原則として、合理性はタイプ1の幸福と関係している。経済学の標準的な理論には「意味」のようなものが存在しないからである。経済学の標準理論では、瞬間的な幸福を最大化することが目的になる。
しかし、瞬間的な幸福についてさえ、我々は何が自分を幸せにするかを判断するのが得意ではない。なぜなら、もし人間が完璧に合理的であれば、どんなものが自分を幸せにするかわかっているはずだからである。
一方で、タイプ2の幸福は完全に不合理だが、良い意味で不合理である。私たちは時折、合理的=良いことと同一視するが、合理性が常に良いとは限らない。詩も芸術もすべて、ある意味では不合理である。人間の寛大さは不合理である。我々は非合理的な動機をたくさん持っている。そして、大事なのは、こうした非合理な動機が素晴らしいものだということ。私たちはただ、こうした動機を良い形で結びつける必要がある。
他人を自分の効用関数に組み込み、意味を見つける
知識経済がこの世界に占める割合が高まっていくにつれて、タイプ2の幸福に入るあらゆることを私たちの日常に持ち込むチャンスが生まれた。タイプ2の幸福は、良い意味で不合理であり、私たちはそれを理解して日々の生活に加えていくことが大切である。
私たちは本質的に社会的な動物である。私たちは他人という社会的存在を取り上げ、経済学で言うところの自分の「効用関数」に組み込む。これが進化論的にとても重要になる。

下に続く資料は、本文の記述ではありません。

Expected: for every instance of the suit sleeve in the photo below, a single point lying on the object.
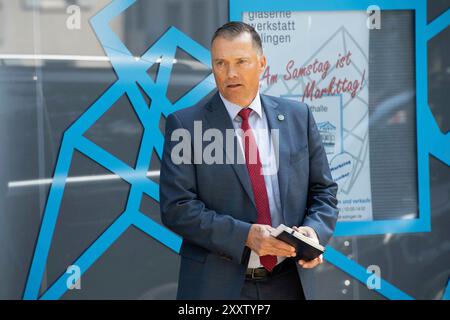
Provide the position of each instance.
(185, 214)
(322, 211)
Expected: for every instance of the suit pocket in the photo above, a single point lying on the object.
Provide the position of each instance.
(193, 252)
(299, 155)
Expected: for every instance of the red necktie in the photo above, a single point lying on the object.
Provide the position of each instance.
(255, 172)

意味というものは他人の効用を良い意味で自分自身の効用に組み込むことから生じる。一部は遺伝的なものかもしれないし、一部は学ぶものかもしれない。他人を自分の効用関数に組み込んだ瞬間に、人に見られているかどうかは関係なくなる。突如、自分の判断が「これは社会のためになる」というものになる。私たちを深い意味で人間らしくしている要素の1つは、他人の効用を自分の効用関数に組み込む能力である。